Längst ist der Markt um die Heizungsbranche herum in Bewegung geraten. So plant ABB in Allianz mit DuPont den Einsatz einer Demonstrationsanlage mit rund 5 kW Leistung auf PEM-Basis noch für diesen Sommer. Auch Siemens, eigentlich auf den Leistungsbereich 250 kW bis 10 MW konzentriert, will bis 2003 eine 5-kW-Anlage entwickeln. Die Heingas-Tochter HGC Hamburg Gas Consult hat im Laufe der letzten drei Jahre bereits neun Funktionstestanlagen (Alpha-Units) mit je 3 kWel und 8 kWth auf PEM-Basis gefertigt und bei Energieversorgern wie E.on, Wingas, Essent Energie (NL) oder EdF (F) realen Betriebsbedingungen ausgesetzt. „Nur durch das Engagement der Partner aus der Energiewirtschaft, mit denen diese Anlagen erprobt wurden, ist es gelungen, das Interesse der Genehmigungsbehörden und Verbände auf die Brennstoffzelle als Ersatz für die Kesselanlage zu lenken“, so Marketing-Leiter Guido Gummert. Beim DVGW sei ein Arbeitskreis gegründet worden, der im September 2000 mit der VP 119 die weltweit erste technische BZH-Regelung erlassen hat. Damit verfügten die Deutschen auch innerhalb der EU über die Führung beim Umgang mit der Brennstoffzellentechnik.
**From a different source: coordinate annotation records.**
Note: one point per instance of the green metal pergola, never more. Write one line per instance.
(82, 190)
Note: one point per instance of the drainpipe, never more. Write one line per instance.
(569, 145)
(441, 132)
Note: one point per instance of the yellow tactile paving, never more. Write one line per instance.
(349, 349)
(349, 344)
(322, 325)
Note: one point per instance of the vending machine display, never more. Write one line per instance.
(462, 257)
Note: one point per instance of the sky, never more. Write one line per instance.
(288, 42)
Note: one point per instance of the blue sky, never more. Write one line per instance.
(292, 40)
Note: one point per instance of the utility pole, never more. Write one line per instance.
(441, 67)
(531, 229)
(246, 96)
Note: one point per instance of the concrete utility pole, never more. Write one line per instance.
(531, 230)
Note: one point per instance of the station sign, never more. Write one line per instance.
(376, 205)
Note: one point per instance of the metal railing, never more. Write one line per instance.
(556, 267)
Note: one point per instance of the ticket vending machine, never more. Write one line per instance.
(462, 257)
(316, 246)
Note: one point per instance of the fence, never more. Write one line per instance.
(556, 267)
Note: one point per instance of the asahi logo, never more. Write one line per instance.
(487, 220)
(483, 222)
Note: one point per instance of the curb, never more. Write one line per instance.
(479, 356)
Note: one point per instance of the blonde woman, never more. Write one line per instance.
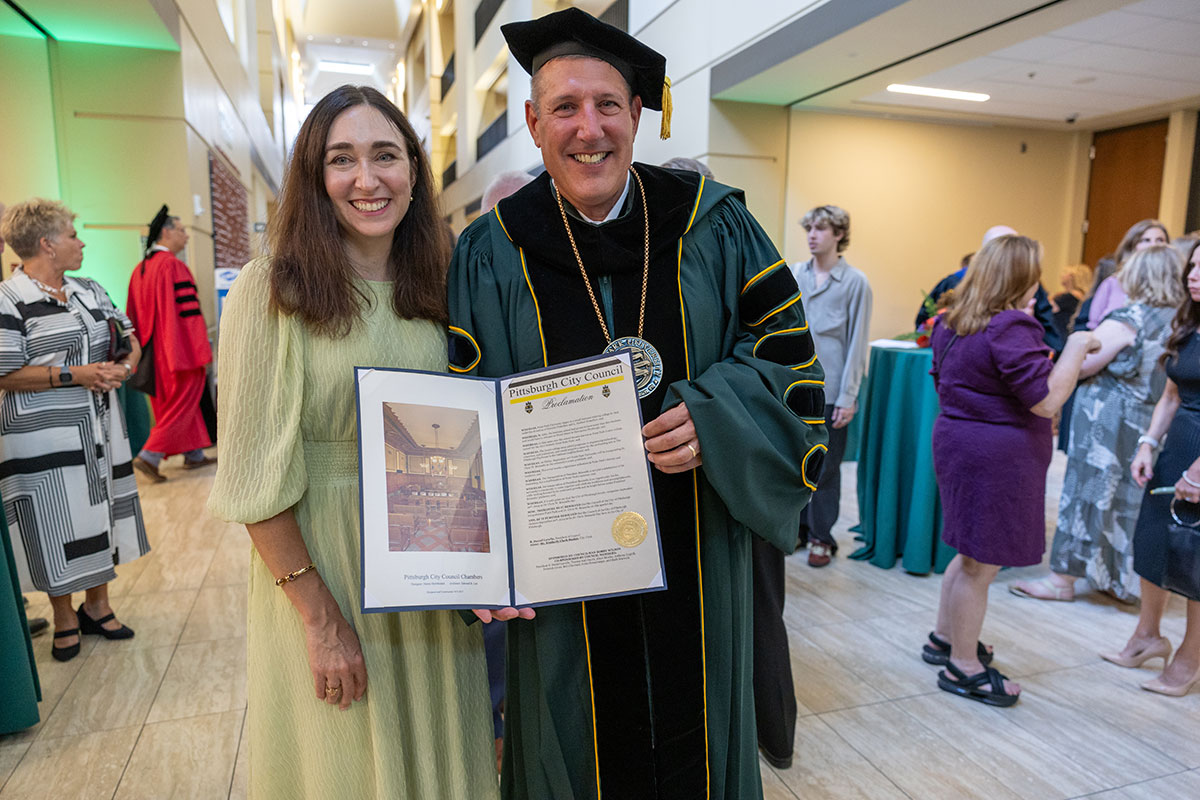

Für die weitere Entwicklung, Fertigung und Vermarktung des BZH hat HGC die European Fuel Cell (EFC) gegründet. Sie präsentierte auf der Hannover Messe die erste Feldtestanlage (Beta-Zero), mit 1,5 kWel und 8 kWth für den Betrieb im Einfamilienhaus entwickelt. Die Anlagensteuerung ist laut Gummert bereits so konstruiert, dass auch der Einsatz in einem virtuellen Kraftwerksverbund möglich ist. Etwa 100 Feldtestanlagen sollen ab Mitte 2002 an Kunden ausgeliefert werden. Die Installation führt bereits der Fachhandwerker vor Ort durch. Serienfertigung ist für Anfang 2004 geplant.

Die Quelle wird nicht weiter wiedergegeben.